The teacher had a different idea about how the selection process should go.  In fact that teacher whose name is long forgotten, decided the little blonde girl should be Maid Marion.  You could not have two roles farther removed from one another - one of the merry men or Maid Marion?  The disappointment was huge even when the teacher pointed out that the merry men were supporting roles and Maid Marion was a lead role.  The little girl didn't care.  She wanted to race around the stage with the band of merry men rescuing people, she didn't want to wear a dress and have to say lots of lines.

What she wanted and what actually happened unfolded very differently.  There was no racing anywhere, only sedate walking back and forth across the stage.  There were no people for her to rescue and she had to wear a long red dress sewn especially for the play.  There were lots of lines to learn and she was petrified of forgetting them.  She argued with the teacher pleading for a part as a merry man but the teacher was adamant that the little girl was the best choice for Maid Marion.

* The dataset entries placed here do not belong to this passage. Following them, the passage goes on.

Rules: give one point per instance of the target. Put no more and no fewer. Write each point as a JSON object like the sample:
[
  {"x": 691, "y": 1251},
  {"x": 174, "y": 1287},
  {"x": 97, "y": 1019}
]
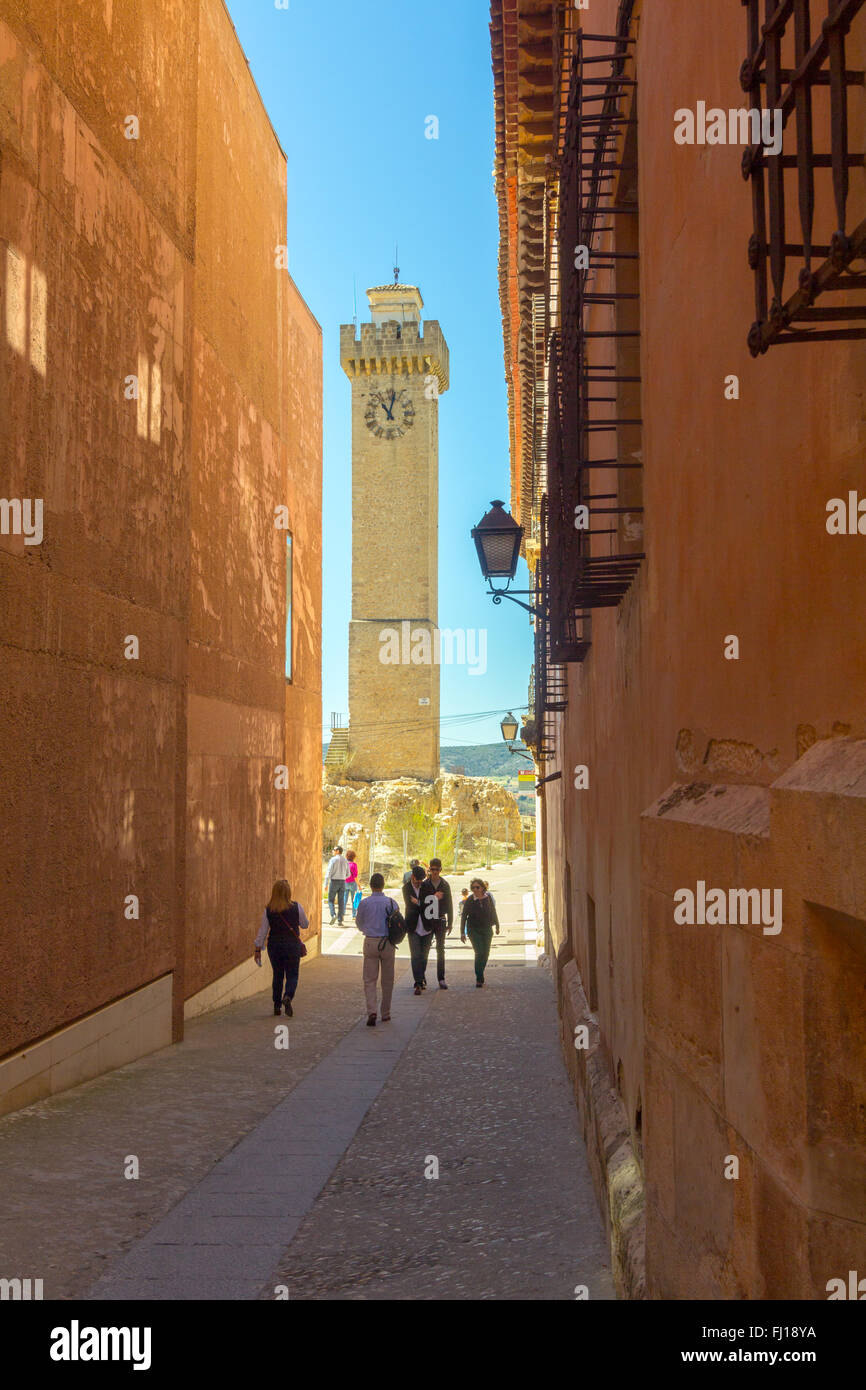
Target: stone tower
[{"x": 398, "y": 369}]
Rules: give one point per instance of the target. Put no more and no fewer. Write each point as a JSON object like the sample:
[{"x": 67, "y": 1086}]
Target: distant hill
[
  {"x": 477, "y": 761},
  {"x": 483, "y": 761}
]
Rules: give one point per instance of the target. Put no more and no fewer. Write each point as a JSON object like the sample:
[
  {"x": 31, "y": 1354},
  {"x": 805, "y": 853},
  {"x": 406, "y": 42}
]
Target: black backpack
[{"x": 396, "y": 929}]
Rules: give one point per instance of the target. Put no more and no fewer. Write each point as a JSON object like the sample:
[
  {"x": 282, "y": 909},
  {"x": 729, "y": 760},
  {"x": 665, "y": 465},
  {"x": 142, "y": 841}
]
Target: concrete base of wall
[
  {"x": 110, "y": 1037},
  {"x": 617, "y": 1175},
  {"x": 239, "y": 983}
]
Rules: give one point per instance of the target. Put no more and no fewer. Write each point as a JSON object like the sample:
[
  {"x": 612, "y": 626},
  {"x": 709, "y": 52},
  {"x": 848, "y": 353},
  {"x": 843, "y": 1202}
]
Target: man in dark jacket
[
  {"x": 437, "y": 912},
  {"x": 419, "y": 934}
]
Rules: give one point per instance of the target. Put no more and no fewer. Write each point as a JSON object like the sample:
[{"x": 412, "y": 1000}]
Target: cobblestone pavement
[
  {"x": 330, "y": 1139},
  {"x": 481, "y": 1089}
]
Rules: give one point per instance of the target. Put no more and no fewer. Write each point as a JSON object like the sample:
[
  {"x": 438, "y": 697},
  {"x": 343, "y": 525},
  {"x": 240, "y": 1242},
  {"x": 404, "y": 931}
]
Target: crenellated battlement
[{"x": 395, "y": 348}]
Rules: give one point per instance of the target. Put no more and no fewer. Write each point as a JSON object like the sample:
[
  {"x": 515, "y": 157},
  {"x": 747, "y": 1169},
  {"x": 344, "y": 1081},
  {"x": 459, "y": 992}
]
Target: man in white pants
[
  {"x": 335, "y": 883},
  {"x": 371, "y": 920}
]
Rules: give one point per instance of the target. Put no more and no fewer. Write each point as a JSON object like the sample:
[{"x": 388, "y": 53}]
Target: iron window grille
[
  {"x": 599, "y": 560},
  {"x": 815, "y": 96}
]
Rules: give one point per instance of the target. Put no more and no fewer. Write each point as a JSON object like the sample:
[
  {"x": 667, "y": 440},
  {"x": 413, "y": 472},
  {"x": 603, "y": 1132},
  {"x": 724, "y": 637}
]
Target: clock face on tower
[{"x": 389, "y": 413}]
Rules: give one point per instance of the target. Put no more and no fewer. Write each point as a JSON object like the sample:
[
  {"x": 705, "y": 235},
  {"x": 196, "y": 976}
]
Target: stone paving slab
[
  {"x": 306, "y": 1168},
  {"x": 317, "y": 1122},
  {"x": 483, "y": 1089},
  {"x": 66, "y": 1208}
]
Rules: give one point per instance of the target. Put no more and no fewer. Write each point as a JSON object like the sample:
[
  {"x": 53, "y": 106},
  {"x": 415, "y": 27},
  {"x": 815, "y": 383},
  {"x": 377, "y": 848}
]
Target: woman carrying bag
[
  {"x": 281, "y": 927},
  {"x": 352, "y": 888},
  {"x": 477, "y": 922}
]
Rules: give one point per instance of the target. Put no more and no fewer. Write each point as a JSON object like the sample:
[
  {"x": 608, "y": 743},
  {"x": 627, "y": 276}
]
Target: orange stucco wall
[
  {"x": 715, "y": 1033},
  {"x": 153, "y": 776}
]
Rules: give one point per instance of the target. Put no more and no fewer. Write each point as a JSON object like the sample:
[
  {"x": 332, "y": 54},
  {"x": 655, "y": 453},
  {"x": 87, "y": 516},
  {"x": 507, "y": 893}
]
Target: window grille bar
[{"x": 820, "y": 61}]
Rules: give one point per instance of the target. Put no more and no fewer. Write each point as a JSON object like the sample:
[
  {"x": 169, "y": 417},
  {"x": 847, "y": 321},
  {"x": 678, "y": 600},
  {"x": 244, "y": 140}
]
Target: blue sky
[{"x": 349, "y": 88}]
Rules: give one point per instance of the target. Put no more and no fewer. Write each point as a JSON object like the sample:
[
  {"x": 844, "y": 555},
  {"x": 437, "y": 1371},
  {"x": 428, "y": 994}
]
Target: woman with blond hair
[
  {"x": 477, "y": 922},
  {"x": 281, "y": 926}
]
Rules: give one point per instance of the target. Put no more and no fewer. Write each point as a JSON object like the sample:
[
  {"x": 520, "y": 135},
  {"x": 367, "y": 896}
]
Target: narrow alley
[{"x": 268, "y": 1172}]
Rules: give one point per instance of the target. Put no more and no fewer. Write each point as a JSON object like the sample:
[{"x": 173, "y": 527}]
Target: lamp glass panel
[{"x": 499, "y": 551}]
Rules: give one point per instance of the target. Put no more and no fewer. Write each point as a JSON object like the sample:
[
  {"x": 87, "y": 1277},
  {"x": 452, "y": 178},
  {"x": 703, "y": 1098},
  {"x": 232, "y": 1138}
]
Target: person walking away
[
  {"x": 463, "y": 897},
  {"x": 477, "y": 922},
  {"x": 335, "y": 883},
  {"x": 281, "y": 927},
  {"x": 407, "y": 875},
  {"x": 438, "y": 912},
  {"x": 371, "y": 919},
  {"x": 419, "y": 933},
  {"x": 350, "y": 880}
]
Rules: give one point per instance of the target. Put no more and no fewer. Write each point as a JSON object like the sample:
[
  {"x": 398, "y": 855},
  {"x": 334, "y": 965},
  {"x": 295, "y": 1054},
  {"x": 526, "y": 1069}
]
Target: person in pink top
[{"x": 350, "y": 880}]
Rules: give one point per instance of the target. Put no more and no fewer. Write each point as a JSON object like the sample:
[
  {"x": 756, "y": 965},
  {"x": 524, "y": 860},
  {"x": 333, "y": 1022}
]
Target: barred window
[{"x": 815, "y": 287}]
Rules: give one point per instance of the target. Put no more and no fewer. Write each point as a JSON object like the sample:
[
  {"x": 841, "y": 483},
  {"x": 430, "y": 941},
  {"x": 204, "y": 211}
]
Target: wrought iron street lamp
[
  {"x": 498, "y": 538},
  {"x": 509, "y": 733},
  {"x": 509, "y": 729}
]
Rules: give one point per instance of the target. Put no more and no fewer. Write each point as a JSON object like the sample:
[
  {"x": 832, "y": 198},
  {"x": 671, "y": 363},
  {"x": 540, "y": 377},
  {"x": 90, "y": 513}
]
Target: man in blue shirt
[{"x": 371, "y": 920}]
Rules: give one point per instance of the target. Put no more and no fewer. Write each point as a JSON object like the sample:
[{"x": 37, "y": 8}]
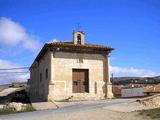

And so, the little girl made her stage debut as Maid Marion in the grade six play.  She moved easily across the stage even in the long dress, which she developed quite a liking for because it was very elaborate and beautiful.  She learned her part and delivered her lines dramatic ease.  The play was a hit and the little girl received lots of praise and attention for her leading role but she had to still pretend to be annoyed with the teacher for not letting her be a merry man.

Years passed and the little girl grew up, and as she grew she wondered from time to time what had possessed that teacher to insist that the biggest little tomboy in the class be Maid Marion.  Forty years passed and still the question rolled around inside her head from time to time.  The grown woman wondered if the stubbornness and potential-spotting ability of a teacher years ago proved to be formative.  While the little girl was thinking about what she wanted to be, the teacher was thinking about whom the little girl was capable of being.

The little girl only saw far enough to want to be one of the merry men in the band.  The teacher provided a glimpse of the possibility of who the little girl already was and who she might become in the future through the seeming-less innocuous activity of the class play.  There is a powerful message hidden somewhere between the what and the who.